Some of those who have disappeared have not been seen again, while others who were released reported being being tortured. A former member of the Baloch Students Organisation who went missing in August 2014 says he was beaten and administered electric shocks for 18 days before being released.
“I was shown pictures of Balochi insurgents and commanders and asked if I knew them or had been in contact with them or if I, myself, had been working with separatist groups,” he told The National.
He said that before he was freed, a man who called himself a major “told me that they had abducted me due to some wrong information” and apologised.
“I think they should have killed me because they snatched my peace, dignity and respect in those three weeks,” he said.
Baloch politicians have taken different stances on the issue.
Sardar Akthar Mengal, leader of the Balochistan National Party that allied with Prime Minister Khan in the election, raised the matter in parliament in August and submitted the list of the 5,228 missing people compiled by VBMP.
But Anwar Ul Haq Kakar, a senator from the Balochistan Awami Party that runs the provincial government, questions claims by families that their members have gone missing. “The issue of enforced disappearance is a very exaggerated issue,” he told The National.

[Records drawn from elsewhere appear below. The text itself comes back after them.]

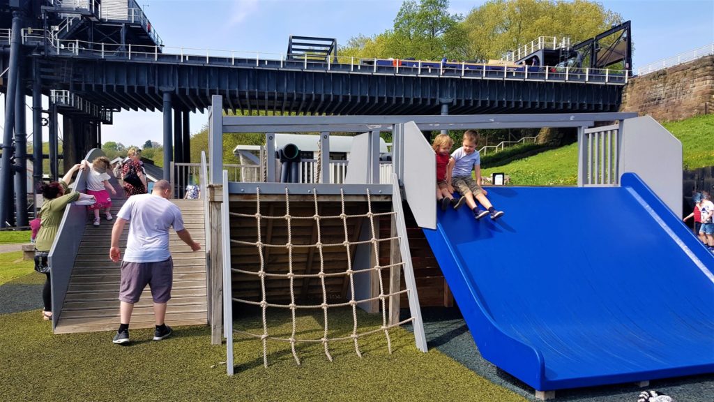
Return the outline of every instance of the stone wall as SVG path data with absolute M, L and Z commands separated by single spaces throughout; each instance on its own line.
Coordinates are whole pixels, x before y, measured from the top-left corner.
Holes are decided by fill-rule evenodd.
M 631 79 L 620 110 L 658 122 L 714 113 L 714 56 Z

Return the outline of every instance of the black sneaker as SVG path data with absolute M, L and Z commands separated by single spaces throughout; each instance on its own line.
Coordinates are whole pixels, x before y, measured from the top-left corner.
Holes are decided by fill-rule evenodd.
M 114 339 L 113 339 L 111 341 L 119 345 L 124 345 L 125 343 L 129 343 L 129 331 L 124 330 L 121 332 L 117 332 L 116 335 L 114 335 Z
M 494 210 L 493 212 L 491 212 L 491 219 L 496 219 L 500 216 L 502 216 L 503 215 L 503 211 Z
M 486 216 L 487 215 L 488 215 L 488 211 L 486 211 L 485 210 L 478 210 L 478 209 L 473 210 L 473 216 L 476 217 L 476 219 L 481 219 L 482 217 Z
M 458 210 L 458 209 L 461 208 L 461 205 L 463 205 L 463 204 L 466 203 L 466 197 L 461 197 L 453 205 L 453 209 Z
M 441 199 L 441 210 L 446 211 L 446 208 L 448 207 L 448 198 L 444 197 Z
M 154 331 L 154 340 L 161 340 L 162 339 L 166 339 L 169 335 L 171 334 L 172 332 L 174 331 L 171 330 L 171 328 L 169 325 L 164 325 L 164 329 L 157 328 Z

The VBMP said information given by the government could also be misleading.
“We were told by the government that Abdul Raziq, who was one of the attackers on the Chinese consulate in Karachi, was also included in the list of missing persons,” said Nasrullah Baloch. “I made it clear to the government that Abdul Raziq who carried out the attack was son of Deen Muhammad and resident of Kharan district. But the Abdul Raziq who is still missing is son of Khaliq and resident of Mastung district.”
And now even those simply calling for clarification from the government are being disappeared.
“The voices for missing persons are going missing,” said Mehr Bano, Changaiz Baloch’s sister. “There can be no worse cruelty than this.”